The name Isaac Asimov is somewhat synonymous with the term Science Fiction. It’s difficult to think of one without the other. But the author’s deep-rooted history is even more fascinating when you consider how he got started in the field – or almost didn’t.
Marooned off Vesta was Asimov’s first published story, appearing in the March 1939 issue of Amazing Stories. Not yet 19 years old, the young author didn’t even get cover credit! Now don’t despair. Without giving up too many spoilers, it turns out that Asimov did okay for himself. But it should also be noted that his first attempt at short stories titled “Cosmic Corkscrew” had been turned down by John W. Campbell of Astounding Science Fiction. Nine months later, Marooned off Vesta was scooped up by Amazing Stories, who saw potential in this budding new writer. So, to all of you future writers out there – don’t let those rejection letters dampen your determination.This brings us back to that amazing red book, The Best of Amazing, which I’ve discussed in this blog on occasion. It is not by accident that the fourth story selected by Joseph Ross for the anthology happened to be Asimov’s first successful sale. The sensible choice by Ross not only touts the skills of Asimov at such an early age, it also validates the talent of Raymond A. Palmer, then editor of Amazing Stories, in his willingness to believe in the writer.

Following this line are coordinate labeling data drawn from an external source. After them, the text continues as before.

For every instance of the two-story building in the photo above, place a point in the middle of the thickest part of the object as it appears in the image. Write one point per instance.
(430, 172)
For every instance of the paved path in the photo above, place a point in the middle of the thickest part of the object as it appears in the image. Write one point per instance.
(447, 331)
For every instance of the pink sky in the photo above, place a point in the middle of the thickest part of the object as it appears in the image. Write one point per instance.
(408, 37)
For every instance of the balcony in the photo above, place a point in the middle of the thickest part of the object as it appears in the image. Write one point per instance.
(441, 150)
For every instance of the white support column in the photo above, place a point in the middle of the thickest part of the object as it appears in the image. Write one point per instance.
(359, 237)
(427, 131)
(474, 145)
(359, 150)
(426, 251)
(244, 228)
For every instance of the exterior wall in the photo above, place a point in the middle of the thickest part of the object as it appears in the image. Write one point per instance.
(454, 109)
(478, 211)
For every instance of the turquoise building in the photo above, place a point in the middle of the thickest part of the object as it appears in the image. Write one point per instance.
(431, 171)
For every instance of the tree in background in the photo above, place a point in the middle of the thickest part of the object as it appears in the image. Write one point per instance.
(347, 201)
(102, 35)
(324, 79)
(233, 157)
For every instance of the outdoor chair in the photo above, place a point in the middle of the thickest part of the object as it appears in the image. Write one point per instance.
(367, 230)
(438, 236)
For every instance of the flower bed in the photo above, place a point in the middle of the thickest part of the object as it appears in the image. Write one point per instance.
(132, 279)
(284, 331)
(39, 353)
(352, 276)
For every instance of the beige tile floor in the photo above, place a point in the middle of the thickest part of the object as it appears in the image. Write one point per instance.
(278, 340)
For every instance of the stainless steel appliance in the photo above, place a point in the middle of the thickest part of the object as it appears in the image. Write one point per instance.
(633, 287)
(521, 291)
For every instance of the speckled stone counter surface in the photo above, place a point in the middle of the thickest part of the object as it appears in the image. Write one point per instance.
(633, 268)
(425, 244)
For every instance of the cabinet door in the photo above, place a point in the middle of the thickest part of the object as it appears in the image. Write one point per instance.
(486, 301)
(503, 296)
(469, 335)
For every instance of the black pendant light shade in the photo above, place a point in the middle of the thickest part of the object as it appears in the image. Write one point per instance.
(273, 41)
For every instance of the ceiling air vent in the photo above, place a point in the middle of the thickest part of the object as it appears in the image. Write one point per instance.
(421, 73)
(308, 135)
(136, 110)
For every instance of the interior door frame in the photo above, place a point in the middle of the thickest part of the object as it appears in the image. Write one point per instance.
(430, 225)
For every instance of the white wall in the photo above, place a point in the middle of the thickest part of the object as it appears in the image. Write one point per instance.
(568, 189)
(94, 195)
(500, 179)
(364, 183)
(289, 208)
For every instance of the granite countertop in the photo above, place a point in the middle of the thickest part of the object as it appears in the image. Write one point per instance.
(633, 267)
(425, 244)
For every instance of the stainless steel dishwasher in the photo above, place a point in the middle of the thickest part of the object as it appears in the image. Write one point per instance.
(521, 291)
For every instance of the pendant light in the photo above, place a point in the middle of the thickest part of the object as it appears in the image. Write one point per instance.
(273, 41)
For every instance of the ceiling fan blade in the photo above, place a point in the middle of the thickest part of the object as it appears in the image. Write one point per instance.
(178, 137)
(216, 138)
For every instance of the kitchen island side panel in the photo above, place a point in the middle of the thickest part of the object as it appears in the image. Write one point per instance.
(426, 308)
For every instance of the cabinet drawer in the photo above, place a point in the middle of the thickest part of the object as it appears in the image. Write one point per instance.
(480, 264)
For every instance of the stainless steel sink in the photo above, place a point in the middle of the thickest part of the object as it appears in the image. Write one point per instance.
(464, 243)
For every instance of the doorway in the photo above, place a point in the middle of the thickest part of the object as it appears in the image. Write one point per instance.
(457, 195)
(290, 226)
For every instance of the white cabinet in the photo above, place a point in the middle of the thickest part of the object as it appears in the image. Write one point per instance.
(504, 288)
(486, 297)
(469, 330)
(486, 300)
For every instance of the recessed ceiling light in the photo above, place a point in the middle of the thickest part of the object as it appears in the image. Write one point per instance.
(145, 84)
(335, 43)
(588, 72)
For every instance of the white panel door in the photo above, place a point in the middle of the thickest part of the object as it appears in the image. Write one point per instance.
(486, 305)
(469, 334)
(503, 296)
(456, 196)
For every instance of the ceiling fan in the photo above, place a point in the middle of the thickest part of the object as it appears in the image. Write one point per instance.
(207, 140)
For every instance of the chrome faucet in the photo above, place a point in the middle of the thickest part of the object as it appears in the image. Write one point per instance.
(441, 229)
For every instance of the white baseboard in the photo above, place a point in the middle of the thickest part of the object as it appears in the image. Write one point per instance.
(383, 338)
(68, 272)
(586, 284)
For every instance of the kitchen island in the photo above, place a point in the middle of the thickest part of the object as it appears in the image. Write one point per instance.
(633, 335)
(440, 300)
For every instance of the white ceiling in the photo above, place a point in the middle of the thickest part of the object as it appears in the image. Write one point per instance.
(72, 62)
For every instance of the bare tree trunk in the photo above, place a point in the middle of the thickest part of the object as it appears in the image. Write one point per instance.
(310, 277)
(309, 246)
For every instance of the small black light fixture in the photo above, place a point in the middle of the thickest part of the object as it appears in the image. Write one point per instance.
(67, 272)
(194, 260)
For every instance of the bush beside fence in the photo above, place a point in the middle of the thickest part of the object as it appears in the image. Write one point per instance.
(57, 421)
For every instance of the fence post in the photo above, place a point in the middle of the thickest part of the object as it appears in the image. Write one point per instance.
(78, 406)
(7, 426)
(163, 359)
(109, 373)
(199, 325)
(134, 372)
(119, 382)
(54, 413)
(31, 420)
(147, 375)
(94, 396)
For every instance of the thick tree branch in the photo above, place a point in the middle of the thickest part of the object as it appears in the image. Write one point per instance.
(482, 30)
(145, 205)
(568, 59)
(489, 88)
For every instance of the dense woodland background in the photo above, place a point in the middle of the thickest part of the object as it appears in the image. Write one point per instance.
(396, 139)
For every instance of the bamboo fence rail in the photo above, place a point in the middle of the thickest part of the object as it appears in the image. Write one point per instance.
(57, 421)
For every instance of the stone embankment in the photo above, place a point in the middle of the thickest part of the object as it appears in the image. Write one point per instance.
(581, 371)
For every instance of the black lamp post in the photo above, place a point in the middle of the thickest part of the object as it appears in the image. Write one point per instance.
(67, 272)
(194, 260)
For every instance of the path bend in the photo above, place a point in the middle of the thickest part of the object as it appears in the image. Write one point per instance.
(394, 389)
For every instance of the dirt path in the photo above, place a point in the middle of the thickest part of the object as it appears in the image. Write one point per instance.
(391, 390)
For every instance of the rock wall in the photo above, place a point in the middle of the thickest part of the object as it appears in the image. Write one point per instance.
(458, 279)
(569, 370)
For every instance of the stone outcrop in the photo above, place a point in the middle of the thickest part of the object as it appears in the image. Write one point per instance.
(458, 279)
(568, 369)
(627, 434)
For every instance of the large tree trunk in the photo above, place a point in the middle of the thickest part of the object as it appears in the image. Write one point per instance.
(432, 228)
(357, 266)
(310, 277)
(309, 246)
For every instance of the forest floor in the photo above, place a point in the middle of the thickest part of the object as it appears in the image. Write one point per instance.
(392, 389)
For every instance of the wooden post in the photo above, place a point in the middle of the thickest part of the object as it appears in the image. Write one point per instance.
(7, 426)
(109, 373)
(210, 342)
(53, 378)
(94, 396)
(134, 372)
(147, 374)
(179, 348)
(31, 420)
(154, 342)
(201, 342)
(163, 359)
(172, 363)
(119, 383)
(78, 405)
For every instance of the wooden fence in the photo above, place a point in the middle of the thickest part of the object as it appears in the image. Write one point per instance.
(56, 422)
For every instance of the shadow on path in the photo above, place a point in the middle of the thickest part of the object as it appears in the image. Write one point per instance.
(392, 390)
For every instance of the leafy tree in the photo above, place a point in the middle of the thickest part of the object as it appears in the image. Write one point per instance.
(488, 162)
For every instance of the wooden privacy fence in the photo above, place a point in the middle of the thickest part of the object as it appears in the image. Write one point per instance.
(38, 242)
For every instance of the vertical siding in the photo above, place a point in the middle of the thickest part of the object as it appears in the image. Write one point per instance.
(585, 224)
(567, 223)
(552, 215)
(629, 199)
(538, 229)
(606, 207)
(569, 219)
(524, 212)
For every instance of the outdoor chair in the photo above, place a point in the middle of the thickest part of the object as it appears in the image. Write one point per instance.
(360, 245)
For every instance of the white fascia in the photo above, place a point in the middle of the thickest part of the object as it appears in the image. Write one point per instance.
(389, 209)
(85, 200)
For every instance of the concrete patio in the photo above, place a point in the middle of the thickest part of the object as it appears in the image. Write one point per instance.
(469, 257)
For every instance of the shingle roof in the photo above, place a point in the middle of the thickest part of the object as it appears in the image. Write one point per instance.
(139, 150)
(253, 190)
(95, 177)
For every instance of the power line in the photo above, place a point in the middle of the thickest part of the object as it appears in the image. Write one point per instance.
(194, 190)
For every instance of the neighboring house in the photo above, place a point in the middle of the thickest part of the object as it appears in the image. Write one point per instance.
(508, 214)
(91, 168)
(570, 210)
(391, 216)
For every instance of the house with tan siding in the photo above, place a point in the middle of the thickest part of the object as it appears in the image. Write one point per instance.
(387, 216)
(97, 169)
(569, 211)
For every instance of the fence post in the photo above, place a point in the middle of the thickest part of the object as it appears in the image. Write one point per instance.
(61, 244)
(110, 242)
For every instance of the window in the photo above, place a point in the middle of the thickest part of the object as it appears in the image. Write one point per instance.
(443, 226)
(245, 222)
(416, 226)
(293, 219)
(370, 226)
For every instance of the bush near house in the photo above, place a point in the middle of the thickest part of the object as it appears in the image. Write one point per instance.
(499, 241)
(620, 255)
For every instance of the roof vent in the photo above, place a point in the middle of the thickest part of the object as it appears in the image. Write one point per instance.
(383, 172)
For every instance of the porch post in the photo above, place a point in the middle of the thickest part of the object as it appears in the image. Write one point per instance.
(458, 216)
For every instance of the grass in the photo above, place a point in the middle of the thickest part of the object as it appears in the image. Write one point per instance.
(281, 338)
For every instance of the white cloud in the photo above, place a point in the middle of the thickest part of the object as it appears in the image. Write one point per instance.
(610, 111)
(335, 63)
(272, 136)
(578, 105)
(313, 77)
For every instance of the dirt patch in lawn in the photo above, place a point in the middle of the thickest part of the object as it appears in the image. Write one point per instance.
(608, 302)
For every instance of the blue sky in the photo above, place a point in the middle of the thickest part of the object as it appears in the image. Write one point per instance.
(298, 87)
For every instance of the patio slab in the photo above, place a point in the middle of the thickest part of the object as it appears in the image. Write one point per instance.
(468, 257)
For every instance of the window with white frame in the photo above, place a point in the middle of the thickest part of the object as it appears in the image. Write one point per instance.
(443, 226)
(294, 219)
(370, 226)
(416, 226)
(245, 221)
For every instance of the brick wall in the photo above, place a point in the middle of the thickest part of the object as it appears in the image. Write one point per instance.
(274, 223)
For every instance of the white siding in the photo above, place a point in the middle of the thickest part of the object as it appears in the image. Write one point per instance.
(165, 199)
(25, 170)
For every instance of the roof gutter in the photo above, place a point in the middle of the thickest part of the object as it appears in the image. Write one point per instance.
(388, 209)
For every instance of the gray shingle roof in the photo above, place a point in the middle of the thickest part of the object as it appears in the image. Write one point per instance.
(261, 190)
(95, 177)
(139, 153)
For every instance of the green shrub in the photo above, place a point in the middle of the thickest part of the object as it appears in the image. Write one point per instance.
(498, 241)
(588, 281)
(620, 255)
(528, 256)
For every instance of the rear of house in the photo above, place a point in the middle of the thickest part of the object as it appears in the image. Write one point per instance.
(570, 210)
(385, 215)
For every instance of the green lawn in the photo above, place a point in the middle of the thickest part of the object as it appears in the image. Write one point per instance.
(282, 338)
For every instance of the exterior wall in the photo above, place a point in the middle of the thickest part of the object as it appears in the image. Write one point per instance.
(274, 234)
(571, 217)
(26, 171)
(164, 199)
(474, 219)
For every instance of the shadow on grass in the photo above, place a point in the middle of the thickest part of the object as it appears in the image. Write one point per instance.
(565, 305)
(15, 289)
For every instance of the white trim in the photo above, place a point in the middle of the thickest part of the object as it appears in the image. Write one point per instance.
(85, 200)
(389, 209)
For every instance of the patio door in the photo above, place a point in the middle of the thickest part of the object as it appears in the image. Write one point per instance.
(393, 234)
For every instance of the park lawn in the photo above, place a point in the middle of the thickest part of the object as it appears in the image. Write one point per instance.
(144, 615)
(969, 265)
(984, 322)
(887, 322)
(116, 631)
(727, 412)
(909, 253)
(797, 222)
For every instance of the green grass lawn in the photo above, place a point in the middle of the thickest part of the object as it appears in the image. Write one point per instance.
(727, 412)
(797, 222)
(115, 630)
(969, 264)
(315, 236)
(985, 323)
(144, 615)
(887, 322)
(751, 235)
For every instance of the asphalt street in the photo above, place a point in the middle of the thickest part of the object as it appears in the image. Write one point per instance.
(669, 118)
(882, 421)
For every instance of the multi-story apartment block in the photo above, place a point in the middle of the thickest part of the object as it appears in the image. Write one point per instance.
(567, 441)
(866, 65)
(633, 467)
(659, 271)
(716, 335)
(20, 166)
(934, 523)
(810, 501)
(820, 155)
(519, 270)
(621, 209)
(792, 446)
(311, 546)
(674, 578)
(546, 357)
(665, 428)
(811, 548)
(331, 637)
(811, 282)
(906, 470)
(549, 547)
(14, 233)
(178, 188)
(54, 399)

The story Marooned off Vesta is about the three remaining men stranded aboard what is left of the spaceship Silver Queen with a week’s supply of food and a year’s supply of water, but only three days of oxygen. A captain’s decision to save time by plunging though the field of asteroids rather than skirt around the belt is to blame. Now trapped in an orbit around the asteroid Vesta (note: it is the brightest asteroid in the solar system and totals almost 10% of the mass of the asteroid belt), the men contemplate their doom.
With only three characters to focus on, Asimov creates a clear separation in personalities with a conscious balance of emotions. Mark Brandon is a young pessimist who does not shy away from pointing out all that is wrong at every turn. Michael Shea is the laidback member of the flight crew and provides the technical knowledge of the ship with an unnatural calmness. Warren Moore is the voice of reason and refuses to give up hope. Individually, the characters would be banal. But intertwined, the three roles interact with valuable cohesion.
Marooned off Vesta by Isaac Asimov is an examination of man’s will and determination to survive – to never give up. With just enough technical accuracy to keep the loyal science fiction fans enticed, readers will find a story of determination forged by one of the genre’s greats. The fact that this was Asimov’s first publication is just as amazing as it is intimidating. Then again, it’s also a good example of writer determination and a lesson to never give up.